4ª. Não há necessidade, por outro lado, da manutenção da exceção de pré-executividade para suscitar questões de ordem pública quando já escoado o prazo para embargos. Uma simples petição é suficiente para alertar ao Juiz que aprecie as matérias que ele deve conhecer de ofício (as matérias de ordem pública não precluem e podem ser apreciadas a qualquer tempo, art. 267, § 3o.), sem necessidade de denominá-la tecnicamente de exceção de pré-executividade.

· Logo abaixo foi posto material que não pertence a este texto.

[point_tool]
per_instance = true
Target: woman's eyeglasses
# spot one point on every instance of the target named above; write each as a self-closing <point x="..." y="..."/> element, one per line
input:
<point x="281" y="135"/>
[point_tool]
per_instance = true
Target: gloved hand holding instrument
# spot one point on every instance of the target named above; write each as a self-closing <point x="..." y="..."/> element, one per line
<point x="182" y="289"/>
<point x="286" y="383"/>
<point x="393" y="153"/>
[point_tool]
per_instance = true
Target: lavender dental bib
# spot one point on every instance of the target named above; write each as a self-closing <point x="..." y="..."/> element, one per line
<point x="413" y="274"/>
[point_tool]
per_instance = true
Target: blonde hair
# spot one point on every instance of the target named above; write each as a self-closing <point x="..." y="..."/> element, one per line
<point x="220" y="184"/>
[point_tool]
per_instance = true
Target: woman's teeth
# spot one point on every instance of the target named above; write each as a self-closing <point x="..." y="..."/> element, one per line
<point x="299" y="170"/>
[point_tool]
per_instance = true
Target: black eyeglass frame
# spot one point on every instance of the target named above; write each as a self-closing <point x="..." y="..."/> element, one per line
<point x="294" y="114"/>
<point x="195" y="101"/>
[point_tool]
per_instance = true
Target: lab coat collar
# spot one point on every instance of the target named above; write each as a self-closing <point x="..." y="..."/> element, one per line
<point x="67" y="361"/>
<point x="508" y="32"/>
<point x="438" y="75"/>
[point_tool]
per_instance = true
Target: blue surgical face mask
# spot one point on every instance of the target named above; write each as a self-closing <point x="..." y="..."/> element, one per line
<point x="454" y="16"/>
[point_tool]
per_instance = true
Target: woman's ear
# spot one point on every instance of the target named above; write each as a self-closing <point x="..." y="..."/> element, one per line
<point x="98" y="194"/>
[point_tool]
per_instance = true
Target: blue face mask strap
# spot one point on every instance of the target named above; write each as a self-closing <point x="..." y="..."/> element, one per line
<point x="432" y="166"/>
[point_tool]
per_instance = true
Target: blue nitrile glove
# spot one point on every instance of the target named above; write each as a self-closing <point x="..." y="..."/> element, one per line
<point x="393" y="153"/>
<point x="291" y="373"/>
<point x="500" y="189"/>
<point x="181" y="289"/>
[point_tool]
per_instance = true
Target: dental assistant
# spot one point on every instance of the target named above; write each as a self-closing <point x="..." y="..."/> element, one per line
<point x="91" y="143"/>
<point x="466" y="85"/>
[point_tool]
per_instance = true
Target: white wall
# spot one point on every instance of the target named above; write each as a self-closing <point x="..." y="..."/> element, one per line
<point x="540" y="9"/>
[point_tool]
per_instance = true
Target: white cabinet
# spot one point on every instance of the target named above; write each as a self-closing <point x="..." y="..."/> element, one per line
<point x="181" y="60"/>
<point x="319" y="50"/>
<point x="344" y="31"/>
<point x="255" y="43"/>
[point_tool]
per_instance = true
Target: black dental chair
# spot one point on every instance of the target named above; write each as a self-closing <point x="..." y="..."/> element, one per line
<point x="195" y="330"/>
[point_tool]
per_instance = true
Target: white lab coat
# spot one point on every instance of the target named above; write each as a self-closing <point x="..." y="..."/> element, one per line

5ª. Não é plausível a interpretação de que a impugnação prevista no par. 1º. do art. 475-J pressupõe a penhora de bens, o que justificaria a permanência da exceção de pré-executividade na fase de cumprimento de sentença. Tal interpretação geraria o paradoxo de deixar que permanecesse nessa fase, ficando entretanto extinta no processo autônomo de execução (próprio para os títulos extra-judiciais). A prevalecer a orientação de que a penhora continua como uma exigência para a impugnação, criaríamos o paradoxo de tornar mais complexo e demorado o procedimento executivo para os títulos judiciais, quando deveria ser mais enxuto. Na verdade, o citado dispositivo não exige a penhora como requisito para ingresso da impugnação, mas sim indica o momento a partir do qual o executado tem que oferecê-la, sob pena de precluir seu direito de apresentar defesa na fase de cumprimento de sentença. Nada impede que o executado se antecipe, protocolizando sua impugnação antes mesmo de ser realizado qualquer ato de penhora nos autos. Ao cumprimento de sentença aplicam-se subsidiariamente as regras do processo de execução (art. 475-R do CPC), logo a mesma concepção deve se aplicar a um e a outro. Se não cabe exceção de pré-executividade no processo autônomo de execução (previsto para os títulos extrajudiciais), com mais razão também não é viável na fase de cumprimento de sentença.